TLDR; Can we use ChatGPT to help us learn new skills and tools? Yes. I used ChatGPT to short cut my initial steps with Playwright. Having programming knowledge really helped to ask questions and understand errors in the answers though.
Learning Playwright Java With Chat GPT
This video shows how I used ChatGPT to start learning Playwright with Java:
Learning Playwright
I’ve been a long time user of WebDriver, and that would still be my default for automating web applications.
Since I’ve heard a lot about Playwright I thought I better make some time to try it out.
I’m also trying to incorporate AI Tooling into my workflow where it makes sense.
I do believe that Personal and Professional Development is one of the areas where it is easy to have AI Tooling add value.
This was one of the points I made in my recent Browserstack Webinar.
I decided to start from scratch, and record the session. To add additional realism I just used free off the shelf ‘first Chat AI that comes to mind’. This way, anyone can replicate my experiment.
I’ve been slightly biased around Playwright because people keep saying it is easier to use than WebDriver and I always thought that was just a skill issue.
I can see, from my short time with Playwright that it has some features that WebDriver doesn’t have, that people might have wanted. That is primarily because it is more of a framework and more of a suite of library functions.
WebDriver is very focused on automating browser based applications.

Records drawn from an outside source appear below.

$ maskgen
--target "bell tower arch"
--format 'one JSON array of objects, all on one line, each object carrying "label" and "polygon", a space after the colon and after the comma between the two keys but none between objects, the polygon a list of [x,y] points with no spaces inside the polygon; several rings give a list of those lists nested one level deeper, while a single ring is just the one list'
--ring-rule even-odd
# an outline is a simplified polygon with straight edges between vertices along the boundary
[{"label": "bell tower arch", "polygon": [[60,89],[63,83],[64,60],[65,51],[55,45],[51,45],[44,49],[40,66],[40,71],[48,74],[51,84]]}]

Playwright has set itself up with a wider scope. I can’t comment fully because I need to spend more time with the tooling but I did find the ability to create a video easily during the execution interesting. I don’t think I would use this for Automated Execution on a project, but I can think of other use-cases where it would be useful so I’ll explore more.
Application Under Automated Execution
I spend a little over an hour creating some Automated Coverage for one of my testpages
examples. The Button Calculator:
This is not a hard application to automate so I thought it would be a fun ‘first app’ to try Playwright on.
All of the issues I experienced were related to ChatGPT and the AI generated code, not Playwright.
Process Using Chat GPT
Basically I wanted to:
- create a simple project
- create a basic test
- create a Page Object
- create a data driven test using the Page Object
All of that went fairly smoothly.
Then because the execution wasn’t particularly visible. I wanted to see if there was a way to record the session. I knew that Playwright has the trace functionality, and I was expecting Chat GPT to provide that for me.
It didn’t, that was primarily my fault because I over prompted the Chat system and asked for screenshots.
Can playwright record the results of the test - capturing screenshots as it goes
But, that meant that I learned about the video generation functionality:
Chat GPT was able to help me record videos from the execution easily.
At this point everything was going well.
Then I wanted to see if Playwright could highlight buttons on the UI to make it obvious in the video what was being clicked.
This is not functionality that I would expect to find in a browser automation tool. But I view Playwright as more of a framework so I thought it might have something.
Turns out we achieve the result the same way I’ve done this with WebDriver, injecting some Javascript into the page.
This is where ChatGPT led me slightly astray because it provided information about the Javascript API for Playwright rather than the Java API.
When using page.evaluate
in Javascript it is possible to use a selector
method to get the raw CSS selector from the Locator
:
page.evaluate("selector => highlightButton(selector)", button.selector());
But, the selector()
method was not available in the Java API.
Chat GPT then suggested that I could just use the locator directly:
page.evaluate("(el) => { el.style.border='3px solid red'; setTimeout(()=>el.style.border='',300); }",
button
);
But this was also not true.
Because I have some experience programming and using Java, I was able to see in the Javadoc that I can pass in an element handle, and I saw that a Locator
in Java API does have an elementHandle
method:
page.evaluate(
"(el) => { el.style.border='3px solid red'; setTimeout(()=>el.style.border='',300); }",
button.elementHandle()
);
This allowed me to continue.
So ChatGPT was good on the fundamental interaction and created a Page Object, but let me down with some of the API confusion.
Still, I did manage to create a basic set of data driven execution coverage that I can build on.
Resources
I made notes during the Chat interaction and these can be found on Chat GPT and in Github:
- Full chat session: chatgpt.com/share/68adb6fb-0180-8005-befa-b734ba6ce788
- github.com/eviltester/ai-supported-testing-experiments/blob/main/web-automating/using-free-chat/playwright/java-maven/readme.md
The final code is also available on Github:
- github.com/eviltester/ai-supported-testing-experiments/tree/main/web-automating/using-free-chat/playwright/java-maven](https://github.com/eviltester/ai-supported-testing-experiments/tree/main/web-automating/using-free-chat/playwright/java-maven)
Cloning the repo and running mvn test
should run the tests. I disabled the video generation in the code, but by uncommenting a few lines you could re-enable it.